Gorillas & chimps decimated by Ebola virus

by Karen L. Willoughby, |
A mountain gorilla is photographed in Virguna National Park located in the Democratic Republic of Congo (DRC) April 4, 2014. Stretching 185 miles (300 km) north to south and encompassing 2 million acres (81,000 hectares) of lush forest and savannah, Virunga National Park, a World Heritage site in the restive eastern region of the DRC, is Africa's oldest national park, established in 1925 when Congo was still a Belgian colony. It is also the only park in the world with three kinds of great ape - mountain gorillas, chimpanzees and lowland gorillas - and is home to many of the world's mountain gorillas, which are thought to number fewer than 800. | (FILE) REUTERS/Edith Honan

MONROVIA, Liberia (Christian Examiner) -- The Ebola virus that has flared into multiple epidemics among humans since the first documented outbreak in 1976, also has had devastating effects on other primates, killing about a third of all gorillas and chimpanzees, according to a report in The Conversation, a digital outlet for academic and research news.

These animals share about 98 percent of human DNA and show the same pathology to the disease, but it is more deadly for them. About 95 percent of gorillas and 77 percent of chimps that contract Ebola die from it. In humans, the death rate is about 50 percent. Consequently, when an outbreak occurs among people there likely will be a coincident epidemic going on among nearby ape populations.

Only about 100,000 gorillas are left in the wild, reported Meera Inglis, a doctoral candidate in conservation policy at the University of Sheffield in Great Britain. The great apes also are decimated by illegal trading in wildlife, deforestation, wars and infectious diseases in addition to Ebola, she said, but Ebola is the most looming peril.

"At this moment in time Ebola is the single greatest threat to the survival of gorillas and chimpanzees," Inglis said. "If we do not act fast, these may provide to be the last decades in which apes can continue to live in their natural habitat."

She also claims there is a lack of political will to do something to stop the decimation.

Ape researcher Peter Walsh has worked to develop an effective vaccine to protect gorilla populations, according to an article published last year in Conservation Magazine.
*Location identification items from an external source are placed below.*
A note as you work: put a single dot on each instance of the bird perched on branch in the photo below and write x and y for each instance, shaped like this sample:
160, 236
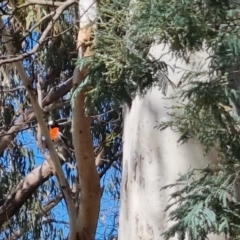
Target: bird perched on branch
60, 142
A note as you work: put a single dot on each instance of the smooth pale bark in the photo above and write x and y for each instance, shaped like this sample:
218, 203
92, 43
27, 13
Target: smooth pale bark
88, 178
154, 158
24, 191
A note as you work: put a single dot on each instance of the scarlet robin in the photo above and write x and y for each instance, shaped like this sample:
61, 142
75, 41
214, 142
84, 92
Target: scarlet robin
60, 142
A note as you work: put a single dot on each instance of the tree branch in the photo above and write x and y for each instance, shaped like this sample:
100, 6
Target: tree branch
90, 195
29, 115
58, 12
24, 190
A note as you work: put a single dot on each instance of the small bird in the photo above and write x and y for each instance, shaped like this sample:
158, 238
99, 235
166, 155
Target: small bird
60, 142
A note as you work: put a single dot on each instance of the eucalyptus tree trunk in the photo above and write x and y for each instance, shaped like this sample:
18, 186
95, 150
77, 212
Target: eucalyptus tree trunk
153, 158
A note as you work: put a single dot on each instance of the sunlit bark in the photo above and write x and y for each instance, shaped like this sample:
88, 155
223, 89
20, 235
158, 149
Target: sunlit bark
154, 158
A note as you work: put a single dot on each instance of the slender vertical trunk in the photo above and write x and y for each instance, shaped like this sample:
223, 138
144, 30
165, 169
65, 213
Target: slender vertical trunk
89, 186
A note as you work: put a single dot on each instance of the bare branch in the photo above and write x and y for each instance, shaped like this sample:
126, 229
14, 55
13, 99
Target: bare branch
40, 2
24, 190
29, 115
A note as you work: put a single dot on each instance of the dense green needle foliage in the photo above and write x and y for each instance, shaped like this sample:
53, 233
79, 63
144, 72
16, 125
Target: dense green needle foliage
121, 67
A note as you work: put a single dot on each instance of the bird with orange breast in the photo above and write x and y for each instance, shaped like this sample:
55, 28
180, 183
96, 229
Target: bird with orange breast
60, 142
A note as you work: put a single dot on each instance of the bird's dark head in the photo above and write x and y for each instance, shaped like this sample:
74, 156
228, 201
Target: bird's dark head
53, 124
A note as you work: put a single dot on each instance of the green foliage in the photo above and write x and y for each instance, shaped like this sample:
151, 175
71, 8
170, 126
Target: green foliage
206, 205
208, 110
120, 67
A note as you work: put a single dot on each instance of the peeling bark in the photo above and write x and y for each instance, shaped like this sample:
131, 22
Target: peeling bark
87, 215
153, 158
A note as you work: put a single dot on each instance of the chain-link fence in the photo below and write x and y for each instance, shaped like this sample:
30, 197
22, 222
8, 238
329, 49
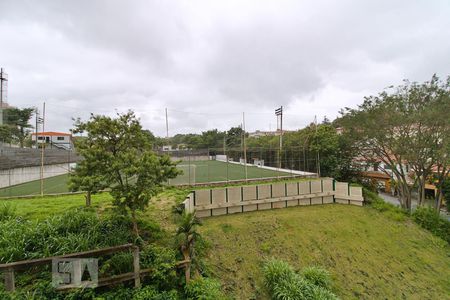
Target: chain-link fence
24, 171
21, 170
215, 165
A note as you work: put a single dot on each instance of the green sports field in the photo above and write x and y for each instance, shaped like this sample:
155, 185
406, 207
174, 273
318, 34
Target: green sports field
205, 171
193, 173
52, 185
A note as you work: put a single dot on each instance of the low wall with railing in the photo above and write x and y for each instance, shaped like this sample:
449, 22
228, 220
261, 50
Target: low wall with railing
239, 199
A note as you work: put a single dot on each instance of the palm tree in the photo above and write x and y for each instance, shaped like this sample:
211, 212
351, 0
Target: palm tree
187, 235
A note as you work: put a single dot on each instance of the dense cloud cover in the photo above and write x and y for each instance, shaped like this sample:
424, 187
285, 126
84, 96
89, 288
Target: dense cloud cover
209, 61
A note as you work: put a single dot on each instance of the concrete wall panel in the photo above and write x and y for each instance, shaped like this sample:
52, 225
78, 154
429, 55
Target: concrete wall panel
292, 188
251, 207
356, 191
249, 192
327, 185
303, 187
202, 197
304, 201
219, 197
280, 204
292, 203
219, 211
264, 191
316, 187
203, 213
328, 199
278, 190
342, 201
234, 194
264, 206
341, 189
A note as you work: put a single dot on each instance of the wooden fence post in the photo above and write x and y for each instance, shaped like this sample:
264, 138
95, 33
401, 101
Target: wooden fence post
9, 280
136, 267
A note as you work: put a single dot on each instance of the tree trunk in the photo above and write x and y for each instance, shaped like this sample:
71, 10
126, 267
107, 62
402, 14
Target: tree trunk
438, 200
88, 198
187, 270
134, 221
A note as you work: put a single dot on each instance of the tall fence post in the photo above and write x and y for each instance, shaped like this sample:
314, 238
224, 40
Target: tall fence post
9, 280
136, 267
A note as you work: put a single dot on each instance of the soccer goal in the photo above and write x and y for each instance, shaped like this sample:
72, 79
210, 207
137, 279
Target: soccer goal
188, 176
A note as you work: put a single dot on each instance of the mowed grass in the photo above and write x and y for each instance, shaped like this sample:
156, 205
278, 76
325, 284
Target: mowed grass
370, 255
39, 208
52, 185
212, 171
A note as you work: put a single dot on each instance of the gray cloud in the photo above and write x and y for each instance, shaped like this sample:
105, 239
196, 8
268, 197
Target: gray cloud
207, 62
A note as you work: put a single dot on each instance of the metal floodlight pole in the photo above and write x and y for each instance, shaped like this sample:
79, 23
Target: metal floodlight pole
279, 112
245, 150
167, 126
42, 151
318, 156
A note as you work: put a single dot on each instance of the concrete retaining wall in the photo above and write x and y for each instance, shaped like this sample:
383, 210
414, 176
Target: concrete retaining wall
26, 174
238, 199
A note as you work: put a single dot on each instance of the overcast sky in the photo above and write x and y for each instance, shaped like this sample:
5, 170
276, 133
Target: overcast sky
209, 61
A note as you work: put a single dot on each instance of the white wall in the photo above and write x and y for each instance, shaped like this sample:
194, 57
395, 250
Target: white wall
26, 174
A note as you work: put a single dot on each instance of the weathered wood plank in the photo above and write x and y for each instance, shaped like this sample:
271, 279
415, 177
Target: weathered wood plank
24, 264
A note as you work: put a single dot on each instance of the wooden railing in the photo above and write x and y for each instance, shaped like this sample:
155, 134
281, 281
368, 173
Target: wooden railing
9, 269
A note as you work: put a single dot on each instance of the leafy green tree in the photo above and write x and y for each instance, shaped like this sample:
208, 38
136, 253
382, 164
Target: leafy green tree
6, 135
121, 153
446, 193
406, 127
234, 137
187, 235
88, 174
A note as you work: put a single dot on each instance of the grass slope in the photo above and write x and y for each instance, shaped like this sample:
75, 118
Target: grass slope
370, 255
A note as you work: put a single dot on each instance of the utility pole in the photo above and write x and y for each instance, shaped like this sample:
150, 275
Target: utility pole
3, 94
245, 149
42, 151
167, 126
279, 113
318, 155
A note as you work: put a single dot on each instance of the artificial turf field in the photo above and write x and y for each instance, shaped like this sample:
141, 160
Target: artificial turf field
193, 172
205, 171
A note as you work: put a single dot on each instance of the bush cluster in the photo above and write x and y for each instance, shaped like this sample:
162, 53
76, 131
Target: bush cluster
283, 283
202, 288
73, 231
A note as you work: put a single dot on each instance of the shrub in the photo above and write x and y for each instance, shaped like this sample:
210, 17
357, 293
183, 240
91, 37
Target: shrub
151, 293
429, 219
276, 271
204, 289
162, 261
73, 231
284, 283
7, 211
317, 276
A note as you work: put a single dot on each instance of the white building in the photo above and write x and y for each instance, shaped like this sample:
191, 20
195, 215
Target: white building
54, 139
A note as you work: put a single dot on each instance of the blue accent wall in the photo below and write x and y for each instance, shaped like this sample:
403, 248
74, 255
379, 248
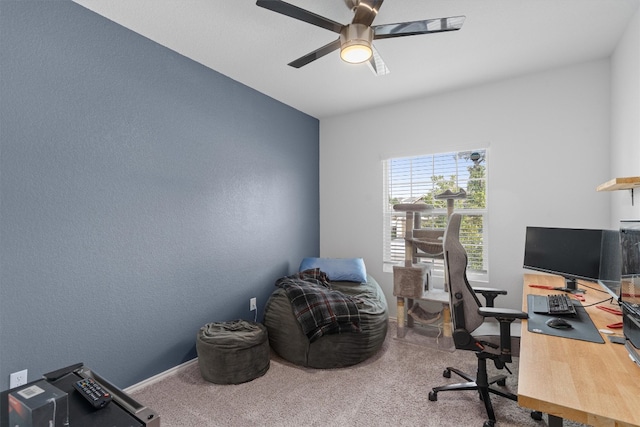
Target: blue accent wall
143, 195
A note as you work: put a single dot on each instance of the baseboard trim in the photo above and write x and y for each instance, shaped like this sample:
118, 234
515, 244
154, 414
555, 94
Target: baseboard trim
162, 375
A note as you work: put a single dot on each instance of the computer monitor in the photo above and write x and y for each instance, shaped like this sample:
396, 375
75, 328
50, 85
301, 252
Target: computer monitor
630, 280
572, 253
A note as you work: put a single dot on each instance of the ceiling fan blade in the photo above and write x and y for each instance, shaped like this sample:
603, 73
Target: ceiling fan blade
376, 64
300, 14
318, 53
427, 26
366, 11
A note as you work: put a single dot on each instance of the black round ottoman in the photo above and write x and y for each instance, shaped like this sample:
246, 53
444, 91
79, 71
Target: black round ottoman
232, 352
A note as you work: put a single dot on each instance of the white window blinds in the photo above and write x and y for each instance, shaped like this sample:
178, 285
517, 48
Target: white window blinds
420, 179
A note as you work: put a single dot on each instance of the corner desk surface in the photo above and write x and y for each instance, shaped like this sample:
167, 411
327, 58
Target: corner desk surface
595, 384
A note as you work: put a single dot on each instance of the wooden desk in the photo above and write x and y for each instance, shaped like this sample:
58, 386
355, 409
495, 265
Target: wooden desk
595, 384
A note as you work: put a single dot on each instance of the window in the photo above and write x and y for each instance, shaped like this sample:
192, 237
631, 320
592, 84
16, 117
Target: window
418, 180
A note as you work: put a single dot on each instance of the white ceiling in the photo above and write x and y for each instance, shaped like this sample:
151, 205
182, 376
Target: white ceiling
253, 45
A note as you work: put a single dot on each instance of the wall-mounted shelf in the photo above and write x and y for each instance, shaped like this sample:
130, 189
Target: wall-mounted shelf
628, 183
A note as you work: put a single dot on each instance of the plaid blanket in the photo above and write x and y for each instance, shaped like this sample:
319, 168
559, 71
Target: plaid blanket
319, 309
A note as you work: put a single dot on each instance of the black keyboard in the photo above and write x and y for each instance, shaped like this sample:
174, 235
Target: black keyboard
553, 304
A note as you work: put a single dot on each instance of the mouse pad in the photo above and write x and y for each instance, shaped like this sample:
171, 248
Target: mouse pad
583, 327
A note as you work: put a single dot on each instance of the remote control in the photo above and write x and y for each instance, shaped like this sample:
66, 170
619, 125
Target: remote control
93, 392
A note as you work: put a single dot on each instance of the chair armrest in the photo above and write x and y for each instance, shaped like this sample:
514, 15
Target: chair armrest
489, 294
502, 313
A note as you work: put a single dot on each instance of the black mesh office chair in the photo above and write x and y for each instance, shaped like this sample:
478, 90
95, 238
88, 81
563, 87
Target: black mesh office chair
475, 327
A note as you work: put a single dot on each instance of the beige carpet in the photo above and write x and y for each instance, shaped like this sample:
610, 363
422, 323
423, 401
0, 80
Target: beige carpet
389, 389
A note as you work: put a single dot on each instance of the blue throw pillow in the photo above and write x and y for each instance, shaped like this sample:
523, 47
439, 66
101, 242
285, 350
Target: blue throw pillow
338, 269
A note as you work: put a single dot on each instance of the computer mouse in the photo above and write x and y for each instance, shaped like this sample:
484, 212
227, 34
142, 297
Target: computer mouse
558, 323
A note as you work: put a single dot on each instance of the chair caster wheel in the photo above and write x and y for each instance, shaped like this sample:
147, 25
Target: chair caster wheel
536, 415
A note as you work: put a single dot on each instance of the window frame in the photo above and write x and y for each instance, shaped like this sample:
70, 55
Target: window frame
393, 248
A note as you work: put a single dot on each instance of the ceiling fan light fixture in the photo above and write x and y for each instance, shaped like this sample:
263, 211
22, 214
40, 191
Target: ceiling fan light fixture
355, 43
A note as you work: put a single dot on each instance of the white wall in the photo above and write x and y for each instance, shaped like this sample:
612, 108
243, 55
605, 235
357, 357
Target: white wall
548, 135
625, 120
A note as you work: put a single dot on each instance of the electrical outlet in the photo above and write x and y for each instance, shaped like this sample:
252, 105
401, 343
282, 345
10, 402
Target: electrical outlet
18, 378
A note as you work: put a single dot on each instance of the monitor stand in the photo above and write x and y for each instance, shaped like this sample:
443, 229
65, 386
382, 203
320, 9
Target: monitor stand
571, 286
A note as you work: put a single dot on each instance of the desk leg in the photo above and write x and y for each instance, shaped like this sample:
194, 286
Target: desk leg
555, 421
409, 317
446, 321
400, 316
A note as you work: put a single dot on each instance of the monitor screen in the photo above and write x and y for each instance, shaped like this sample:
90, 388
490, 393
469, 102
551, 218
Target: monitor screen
630, 280
573, 253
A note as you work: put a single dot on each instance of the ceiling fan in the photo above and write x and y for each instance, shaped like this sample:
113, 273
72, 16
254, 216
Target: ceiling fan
355, 41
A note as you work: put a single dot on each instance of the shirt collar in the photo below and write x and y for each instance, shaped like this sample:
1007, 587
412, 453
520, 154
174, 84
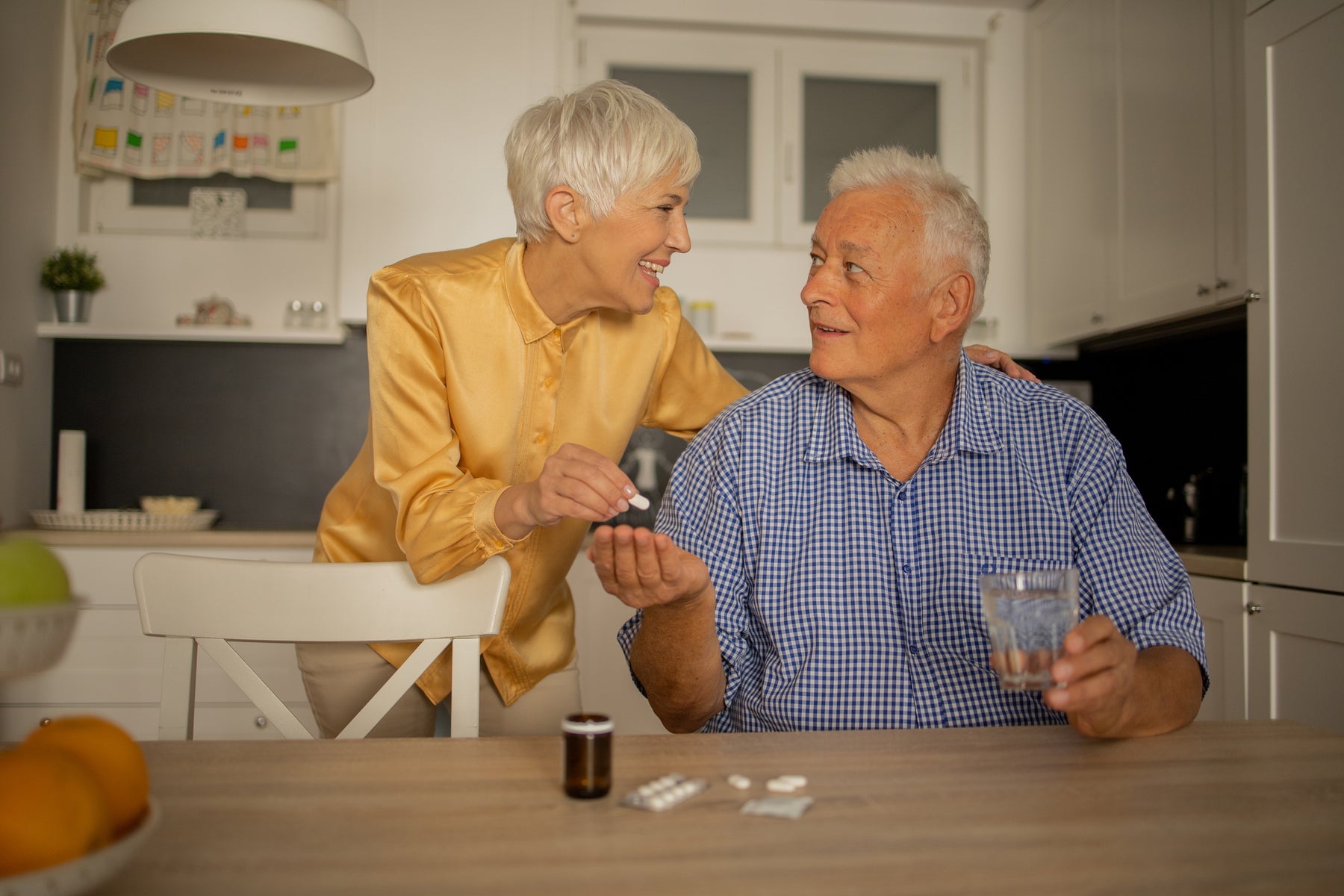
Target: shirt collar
968, 428
531, 320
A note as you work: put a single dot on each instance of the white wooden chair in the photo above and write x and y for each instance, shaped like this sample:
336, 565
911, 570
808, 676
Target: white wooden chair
211, 601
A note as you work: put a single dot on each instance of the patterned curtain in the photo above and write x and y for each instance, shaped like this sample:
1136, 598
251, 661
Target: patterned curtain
132, 129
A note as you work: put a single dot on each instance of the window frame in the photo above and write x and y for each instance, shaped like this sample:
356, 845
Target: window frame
777, 65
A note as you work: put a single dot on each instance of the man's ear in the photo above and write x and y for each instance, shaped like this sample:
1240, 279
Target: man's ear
952, 301
564, 208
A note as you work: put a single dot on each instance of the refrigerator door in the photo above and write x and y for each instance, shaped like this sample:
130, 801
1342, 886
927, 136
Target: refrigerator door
1295, 230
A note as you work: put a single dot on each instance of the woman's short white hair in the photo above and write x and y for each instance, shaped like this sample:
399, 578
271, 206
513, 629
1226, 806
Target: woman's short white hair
603, 140
953, 225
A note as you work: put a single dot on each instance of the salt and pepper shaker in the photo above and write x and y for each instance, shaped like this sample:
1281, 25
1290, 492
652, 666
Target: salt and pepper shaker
588, 755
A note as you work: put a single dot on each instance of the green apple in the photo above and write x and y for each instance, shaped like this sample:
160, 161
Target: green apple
30, 574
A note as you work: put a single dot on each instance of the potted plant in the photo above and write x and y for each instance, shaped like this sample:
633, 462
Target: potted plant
73, 277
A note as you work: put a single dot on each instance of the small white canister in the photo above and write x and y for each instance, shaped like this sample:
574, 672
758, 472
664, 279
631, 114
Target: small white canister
702, 317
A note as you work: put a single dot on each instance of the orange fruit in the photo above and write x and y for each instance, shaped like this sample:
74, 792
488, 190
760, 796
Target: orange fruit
52, 810
111, 754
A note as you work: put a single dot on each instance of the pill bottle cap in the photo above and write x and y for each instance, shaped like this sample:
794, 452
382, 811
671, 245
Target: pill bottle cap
586, 723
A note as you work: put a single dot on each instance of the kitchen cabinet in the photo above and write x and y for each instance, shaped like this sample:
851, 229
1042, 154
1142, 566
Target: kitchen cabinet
423, 153
1296, 191
1295, 121
1296, 656
112, 669
1136, 163
1222, 606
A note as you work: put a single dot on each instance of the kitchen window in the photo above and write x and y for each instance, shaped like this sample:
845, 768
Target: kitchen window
122, 205
774, 113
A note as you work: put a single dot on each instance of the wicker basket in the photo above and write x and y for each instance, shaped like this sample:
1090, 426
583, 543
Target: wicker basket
125, 520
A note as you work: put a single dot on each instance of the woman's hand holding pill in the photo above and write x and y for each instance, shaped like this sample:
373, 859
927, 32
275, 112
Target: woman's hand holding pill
576, 482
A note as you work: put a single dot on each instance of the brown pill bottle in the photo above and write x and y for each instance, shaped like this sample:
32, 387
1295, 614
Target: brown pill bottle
588, 755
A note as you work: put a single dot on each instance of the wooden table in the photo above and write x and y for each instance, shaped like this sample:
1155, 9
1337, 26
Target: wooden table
1216, 808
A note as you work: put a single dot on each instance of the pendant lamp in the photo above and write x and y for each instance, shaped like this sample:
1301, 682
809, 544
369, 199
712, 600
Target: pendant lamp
262, 53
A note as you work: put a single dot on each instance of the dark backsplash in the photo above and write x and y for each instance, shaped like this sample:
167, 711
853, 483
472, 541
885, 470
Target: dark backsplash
262, 432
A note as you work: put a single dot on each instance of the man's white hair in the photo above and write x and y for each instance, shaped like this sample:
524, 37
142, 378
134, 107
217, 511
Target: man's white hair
953, 227
603, 140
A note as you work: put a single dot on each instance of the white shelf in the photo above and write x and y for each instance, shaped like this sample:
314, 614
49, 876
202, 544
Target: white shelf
201, 334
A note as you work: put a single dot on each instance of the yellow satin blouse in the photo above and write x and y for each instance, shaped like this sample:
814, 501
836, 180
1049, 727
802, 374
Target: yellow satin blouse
470, 388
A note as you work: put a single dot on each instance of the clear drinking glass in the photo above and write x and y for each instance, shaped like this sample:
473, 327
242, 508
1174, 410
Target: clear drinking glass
1028, 615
He conducted successful trials in 2014, but publishing his work is as far as he could go.

As for the most recent human outbreak, which has been traced back to a 2-year-old-boy playing in a hollow tree trunk inhabited by fruit bats, new cases dropped from as many as 509 a week last September, in Liberia, to only eight last week.

Ironically, a vaccine is being shipped this week, likely to late to make any difference.

To date, 21,724 people have been infected in the current outbreak; 8,641 have died, according to World Health Organization statistics.